Hebden reaffirmed his avant-garde conceptualization of music in most recent album, last year’s Morning/EveningLargely centered upon samples of Hindu devotional music passed onto him by his recently-deceased grandmother, Four Tet succeeded in the difficult feat of engaging listeners with an album consisting of two twenty-minute songs, the eponymous “Morning” and “Evening.” Aggressively eclectic, inherently spiritual, and deeply authentic, Hebden’s unabashed determination to entrance listeners who will duly appreciate his extensive electronic epics makes him one of LiB’s most scintillating inclusions.

2. Hundred Waters

Having just concluded the third installation of their own FORM Festival in the Arcosanti desert, Hundred Waters are currently on an ascent to become among the most innovative voices in the transformative festival movement. The three-person outfit of Nicole Miglis, Trayer Tryon, and Zach Tetrault create a non-categorical blend of experimental electronic and acoustic music that is intimately emotive and perennially eclectic.

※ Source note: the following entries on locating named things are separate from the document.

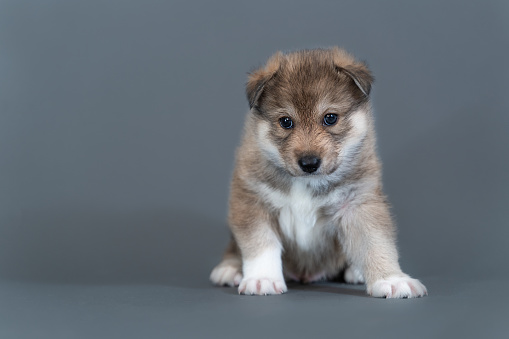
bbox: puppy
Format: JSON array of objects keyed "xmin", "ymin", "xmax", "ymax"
[{"xmin": 210, "ymin": 48, "xmax": 427, "ymax": 298}]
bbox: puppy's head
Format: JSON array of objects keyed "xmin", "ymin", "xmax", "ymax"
[{"xmin": 246, "ymin": 48, "xmax": 373, "ymax": 176}]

Hailing from Gainsville, Florida, Hundred Waters thrive upon their unique status by boldly existing in unfamiliar territories. Skrillex has referred to Hundred Waters as being among the most important artists of our generation, and backed the trio on his OWSLA imprint since 2012. Hundred Waters have proven their ability to excel within a label that is of a distinctly different orientation than their musical strengths. Lightning in a Bottle, being as impacted by spirituality as electronic music, should prove to be an ideal setting for the emotionally deep, classically trained outfit.

1. Jamie XX

Perhaps no name shines brighter on the LiB lineup than Jamie xx. A core member of The xx, Jamie Smith has operated as a solo act for quite some time, but 2015 saw his success as Jamie xx reach new heights. A year has passed since the release of Smith’s debut album, In Colour, which received a Grammy nomination for Best Dance/Electronic Music Album.

Past the mainstream successes of “I Know There’s Gonna Be (Good Times)” and “Loud Places,” In Colour is a masterfully-produced album that simultaneously criticizes and celebrates rave music. Given the similar role that Lightning in a Bottle has in relation to electronic music events, the festival will undoubtedly prove to be the perfect backdrop for Jamie xx’s ominously colorful live show.